Yes, the Tibetan Youth Congress and some other organizations have different views, they are working towards independence. Our community is a democratic community and we have freedom of speech. But the Tibetan administration follows middle-way policy, which seeks genuine autonomy within China within the framework of the Chinese constitution. This is the mainstream view.
Do you think the middle way approach will be successful?
Yes, we believe so.
If it fails, what can be the alternative?
It hasn’t failed so far. But it is true that there have been obstacles. But if you study Northern Ireland or East Timor, dialogue always takes some time. So our turn will come.
Recently, the Tibetan parliament-in-exile decided to change your title from Kalon Tripa to Sikyong. Why the need for this change?
The term Sikyong was brought to use by the seventh Dalai Lama. When he wanted to hand over political authority, he started looking for a Sikyong, someone who could handle politics. Sikyong means political leader. So in the period between the seventh and 13th Dalai Lama, Sikyong ruled Tibet. Sikyong Tara Rinpoche handed over political authority to the present Dalai Lama. And on August 8, 2011, the day of my inauguration, His Holiness Dalai Lama said—Sikyong Tara Rinpoche gave me the political authority and today I am handing over that authority to Sikyong Lobsang Sangay. With that, the legitimacy of Tibetan authority continues with me and with the democratic mandate I have.
But some say the purpose of this change is to convince Beijing to return to dialogue.
There might be some secondary consequences; the primary consequence is the transfer of the political authority. Kalon Tripa means there is someone above. Kalon Tripa means the person who follows the decisions of the Dalai Lama. Now Sikyong means in political and administrative matters there is no one above him. That means Sikyong is the political leader and he will continue the Tibetan movement.
When are you going to appoint a new special envoy for dialogue with Beijing?
We are thinking about it. If the Chinese government indicates its willingness for dialogue, we are always ready.
You have been the political leader of the exiled Tibetans for a year. In the period, did you get any feelers from Beijing for dialogue?
We have heard different views. But we are yet to see a formal opening of the door.
What will be the main agenda for dialogue from Dharamsala?
A genuine autonomy within China for the Tibetan people.
As Beijing does not seem to be ready to accept your demands, how can the two sides come to an agreement?
We have compromised as much as we could. Now it’s for the Chinese government to reciprocate.

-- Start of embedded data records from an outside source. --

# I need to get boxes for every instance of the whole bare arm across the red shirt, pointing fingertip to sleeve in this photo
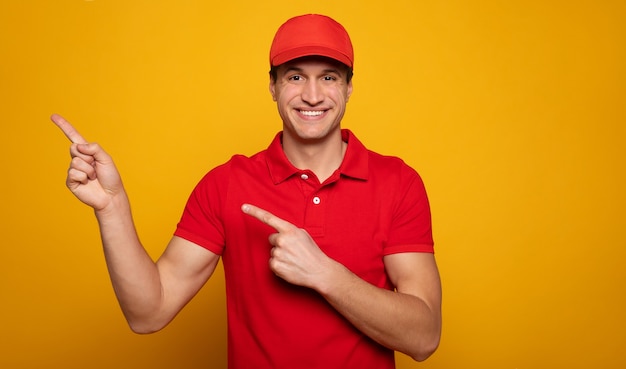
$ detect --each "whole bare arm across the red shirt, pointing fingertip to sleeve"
[242,204,441,361]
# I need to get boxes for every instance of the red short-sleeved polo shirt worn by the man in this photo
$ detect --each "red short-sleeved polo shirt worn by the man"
[175,130,433,369]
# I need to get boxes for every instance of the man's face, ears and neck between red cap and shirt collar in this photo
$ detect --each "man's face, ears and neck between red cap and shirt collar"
[269,58,352,182]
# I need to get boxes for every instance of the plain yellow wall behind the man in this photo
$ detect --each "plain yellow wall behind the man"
[0,0,626,369]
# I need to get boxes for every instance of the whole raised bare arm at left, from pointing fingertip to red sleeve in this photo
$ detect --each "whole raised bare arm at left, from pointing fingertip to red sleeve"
[51,115,219,333]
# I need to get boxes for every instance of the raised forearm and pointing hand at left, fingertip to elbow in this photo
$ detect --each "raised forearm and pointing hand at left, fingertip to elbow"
[51,115,179,332]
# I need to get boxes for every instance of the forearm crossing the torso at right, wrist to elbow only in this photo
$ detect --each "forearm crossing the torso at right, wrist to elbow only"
[316,263,441,361]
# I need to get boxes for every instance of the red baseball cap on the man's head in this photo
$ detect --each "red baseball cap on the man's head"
[270,14,354,69]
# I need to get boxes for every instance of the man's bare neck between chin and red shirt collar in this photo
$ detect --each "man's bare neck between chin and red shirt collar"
[283,130,348,182]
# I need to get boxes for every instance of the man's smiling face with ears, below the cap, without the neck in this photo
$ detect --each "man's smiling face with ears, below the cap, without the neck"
[270,57,352,142]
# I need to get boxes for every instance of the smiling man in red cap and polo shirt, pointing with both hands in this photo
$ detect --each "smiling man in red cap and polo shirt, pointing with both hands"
[52,14,441,368]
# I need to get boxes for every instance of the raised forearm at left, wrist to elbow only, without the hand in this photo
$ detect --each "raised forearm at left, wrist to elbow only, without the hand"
[95,193,164,333]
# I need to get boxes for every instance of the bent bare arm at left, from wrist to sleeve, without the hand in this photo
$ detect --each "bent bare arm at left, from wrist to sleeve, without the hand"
[96,200,219,334]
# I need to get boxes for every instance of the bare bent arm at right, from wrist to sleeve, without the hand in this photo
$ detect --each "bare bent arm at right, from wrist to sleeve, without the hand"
[317,253,441,361]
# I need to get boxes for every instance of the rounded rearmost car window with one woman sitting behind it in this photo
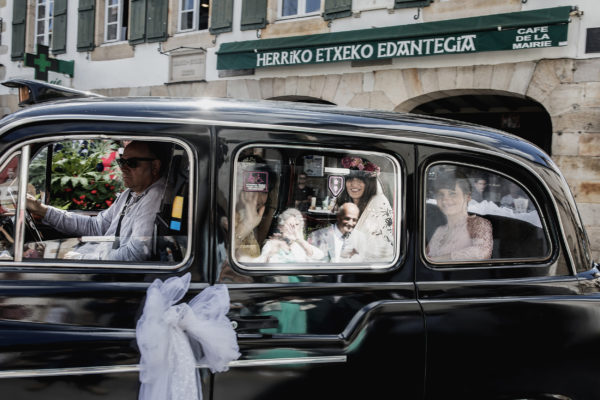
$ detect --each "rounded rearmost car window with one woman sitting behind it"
[424,164,550,264]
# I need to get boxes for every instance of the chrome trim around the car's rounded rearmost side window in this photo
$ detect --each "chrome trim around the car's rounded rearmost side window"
[419,160,554,271]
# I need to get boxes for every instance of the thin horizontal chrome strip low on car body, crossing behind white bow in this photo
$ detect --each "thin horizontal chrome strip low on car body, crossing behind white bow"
[0,355,348,379]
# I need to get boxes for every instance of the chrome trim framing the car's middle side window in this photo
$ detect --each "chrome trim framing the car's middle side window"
[228,142,404,272]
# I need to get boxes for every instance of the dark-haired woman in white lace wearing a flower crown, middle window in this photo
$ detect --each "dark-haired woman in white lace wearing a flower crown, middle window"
[336,157,394,261]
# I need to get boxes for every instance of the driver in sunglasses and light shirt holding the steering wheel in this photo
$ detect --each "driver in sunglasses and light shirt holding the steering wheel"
[27,141,166,261]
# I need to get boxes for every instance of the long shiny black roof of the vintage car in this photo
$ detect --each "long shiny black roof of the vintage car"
[0,97,557,170]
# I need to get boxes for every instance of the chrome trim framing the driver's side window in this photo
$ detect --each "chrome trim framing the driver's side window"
[0,133,196,271]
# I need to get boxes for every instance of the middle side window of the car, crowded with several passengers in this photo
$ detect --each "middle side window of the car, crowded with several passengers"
[233,147,399,269]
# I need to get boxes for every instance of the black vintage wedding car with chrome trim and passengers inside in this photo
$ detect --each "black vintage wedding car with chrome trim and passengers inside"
[0,79,600,400]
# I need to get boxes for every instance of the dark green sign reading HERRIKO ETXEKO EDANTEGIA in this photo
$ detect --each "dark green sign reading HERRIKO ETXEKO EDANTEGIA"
[217,7,572,70]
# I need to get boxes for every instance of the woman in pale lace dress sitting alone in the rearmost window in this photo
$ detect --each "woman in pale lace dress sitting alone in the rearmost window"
[426,172,493,261]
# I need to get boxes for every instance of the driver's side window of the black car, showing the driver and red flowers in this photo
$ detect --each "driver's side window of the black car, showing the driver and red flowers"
[0,138,191,267]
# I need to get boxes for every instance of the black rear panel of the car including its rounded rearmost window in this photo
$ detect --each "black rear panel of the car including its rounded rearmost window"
[416,146,598,399]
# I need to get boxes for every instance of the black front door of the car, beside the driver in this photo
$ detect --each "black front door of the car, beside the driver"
[0,121,210,399]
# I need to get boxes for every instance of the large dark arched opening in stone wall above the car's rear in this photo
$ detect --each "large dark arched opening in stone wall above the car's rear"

Some say China is waiting for the demise of the Dalai Lama to bury the Tibet issue once and for all. What do you believe?
On that the Chinese government is wrong. As per the vision of His Holiness, he has transferred his political authority, so the Tibetan movement will carry on. And we have invested in democracy; we have invested in non-violence. The democratic system that we have, we will carry it forward.
Do you have any inkling of what may happen in the post-Dalai Lama scenario?
It is too early to say. He is very healthy at the moment. It might be many-many years before we have to think about it.